YouTube Data Scraping, Preprocessing and Analysis using Python
Last Updated :
24 Feb, 2023
YouTube is one of the oldest and most popular video distribution platforms in the world. We can't even imagine the video content available here. It has billion of users and viewers, which keeps on increasing every passing minute.
Since its origins, YouTube and its content have transformed very much. Now we have SHORTS, likes, and many more features.
So here we will be doing the analysis for the GeeksforGeeks Youtube channel, which includes the analysis of the time duration, likes, title of the video, etc.
Before that, we need the data. We can scrap the data using Web Scraping.
Web scraping the data
Web Scraping is the automation of the data extraction process from websites. Web Scrapers automatically load and extract data from websites based on user requirements.
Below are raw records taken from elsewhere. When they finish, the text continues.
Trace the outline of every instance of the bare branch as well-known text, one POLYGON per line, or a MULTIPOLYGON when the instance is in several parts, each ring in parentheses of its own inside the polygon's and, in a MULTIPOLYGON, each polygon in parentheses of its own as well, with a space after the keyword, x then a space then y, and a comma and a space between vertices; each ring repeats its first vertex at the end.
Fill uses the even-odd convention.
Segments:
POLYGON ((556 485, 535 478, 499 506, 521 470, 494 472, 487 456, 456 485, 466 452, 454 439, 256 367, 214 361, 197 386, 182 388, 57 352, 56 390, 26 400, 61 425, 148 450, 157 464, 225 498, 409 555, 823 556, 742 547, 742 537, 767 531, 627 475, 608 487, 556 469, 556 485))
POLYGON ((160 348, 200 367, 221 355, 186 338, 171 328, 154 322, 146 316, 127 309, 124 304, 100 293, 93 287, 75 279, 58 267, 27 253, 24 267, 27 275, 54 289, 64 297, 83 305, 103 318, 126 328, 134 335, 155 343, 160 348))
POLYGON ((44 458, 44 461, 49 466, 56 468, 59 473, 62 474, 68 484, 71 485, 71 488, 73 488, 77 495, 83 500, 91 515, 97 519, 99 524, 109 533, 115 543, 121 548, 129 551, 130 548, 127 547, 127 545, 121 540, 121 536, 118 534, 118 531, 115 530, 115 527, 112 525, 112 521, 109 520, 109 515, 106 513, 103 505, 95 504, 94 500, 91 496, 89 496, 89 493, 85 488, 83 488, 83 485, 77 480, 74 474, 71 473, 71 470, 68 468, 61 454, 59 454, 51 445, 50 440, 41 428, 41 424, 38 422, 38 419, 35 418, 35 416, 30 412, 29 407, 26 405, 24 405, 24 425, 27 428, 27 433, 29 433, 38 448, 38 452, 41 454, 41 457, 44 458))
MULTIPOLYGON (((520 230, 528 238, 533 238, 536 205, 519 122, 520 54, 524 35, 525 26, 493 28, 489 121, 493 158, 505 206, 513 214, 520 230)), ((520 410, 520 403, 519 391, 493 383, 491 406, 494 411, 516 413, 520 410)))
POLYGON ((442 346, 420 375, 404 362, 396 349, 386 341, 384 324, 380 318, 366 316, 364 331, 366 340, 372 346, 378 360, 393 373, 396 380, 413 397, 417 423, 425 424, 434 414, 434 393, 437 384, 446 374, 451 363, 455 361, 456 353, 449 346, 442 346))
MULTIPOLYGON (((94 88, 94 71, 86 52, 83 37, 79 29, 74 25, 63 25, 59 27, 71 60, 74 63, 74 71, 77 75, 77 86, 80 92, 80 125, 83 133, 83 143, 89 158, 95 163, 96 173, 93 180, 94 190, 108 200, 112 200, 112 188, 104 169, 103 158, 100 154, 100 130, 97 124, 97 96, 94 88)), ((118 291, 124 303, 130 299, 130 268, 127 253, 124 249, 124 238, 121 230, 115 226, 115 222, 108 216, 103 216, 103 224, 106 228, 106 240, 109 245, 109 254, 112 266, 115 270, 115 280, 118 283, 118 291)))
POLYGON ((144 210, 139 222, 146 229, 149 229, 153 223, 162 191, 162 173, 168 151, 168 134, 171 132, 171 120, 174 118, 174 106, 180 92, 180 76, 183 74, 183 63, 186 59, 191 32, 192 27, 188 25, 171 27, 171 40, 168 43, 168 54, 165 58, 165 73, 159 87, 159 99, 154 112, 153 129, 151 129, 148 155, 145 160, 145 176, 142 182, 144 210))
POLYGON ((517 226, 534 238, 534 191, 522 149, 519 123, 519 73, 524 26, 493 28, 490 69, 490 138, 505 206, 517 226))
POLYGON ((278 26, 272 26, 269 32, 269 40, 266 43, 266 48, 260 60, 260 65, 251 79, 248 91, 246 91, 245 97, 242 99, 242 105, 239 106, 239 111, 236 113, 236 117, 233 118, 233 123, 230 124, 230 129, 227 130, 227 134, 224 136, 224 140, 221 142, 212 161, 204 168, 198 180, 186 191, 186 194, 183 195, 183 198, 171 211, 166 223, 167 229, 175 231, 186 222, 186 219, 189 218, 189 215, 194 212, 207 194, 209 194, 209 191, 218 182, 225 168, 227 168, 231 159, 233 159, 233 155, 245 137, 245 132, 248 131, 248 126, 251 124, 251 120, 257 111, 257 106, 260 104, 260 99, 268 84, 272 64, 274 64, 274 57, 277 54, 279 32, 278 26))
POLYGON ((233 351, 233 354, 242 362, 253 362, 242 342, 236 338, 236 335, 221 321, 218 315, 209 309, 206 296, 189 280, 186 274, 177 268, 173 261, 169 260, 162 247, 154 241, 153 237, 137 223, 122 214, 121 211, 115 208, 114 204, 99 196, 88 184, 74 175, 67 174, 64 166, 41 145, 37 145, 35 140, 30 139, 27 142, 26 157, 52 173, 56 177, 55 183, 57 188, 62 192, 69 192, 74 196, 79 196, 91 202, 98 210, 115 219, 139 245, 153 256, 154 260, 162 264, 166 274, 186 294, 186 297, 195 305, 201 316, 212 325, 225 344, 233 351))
These can be custom-built to work for one site or can be configured to work with any website.
Here, we will be using Selenium and BeautifulSoup for web scraping.
After extracting the data, we will be converting it into an excel file. So for that, we will be using XLSXwriter library.
Python3
import time
from selenium import webdriver
from bs4 import BeautifulSoup
import xlsxwriter
The url of the main webpage/ youtube page must be provided in this format.
Python3
# provide the url of the channel whose data you want to fetch
urls = [
'https://www.youtube.com/c/GeeksforGeeksVideos/videos'
]
Now , we will be creating the soup of the content extracted by the chrome driver.
You need to specify the path of chrome driver at the place of path_of_chrome_driver.
If you don't have it, please install it and then specify the correct location.
Note : Mostly, the download location is 'C:\Downloads\chromedriver.exe'
Python3
times = 0
row = 0
t = v = d = []
driver = webdriver.Chrome(executable_path='path_of_chrome_driver')
for url in urls:
driver.get('{}/videos?view=0&sort=p&flow=grid'.format(url))
while times < 5:
time.sleep(1)
driver.execute_script(
"window.scrollTo(0, document.documentElement.scrollHeight);")
times += 1
content = driver.page_source.encode('utf-8').strip()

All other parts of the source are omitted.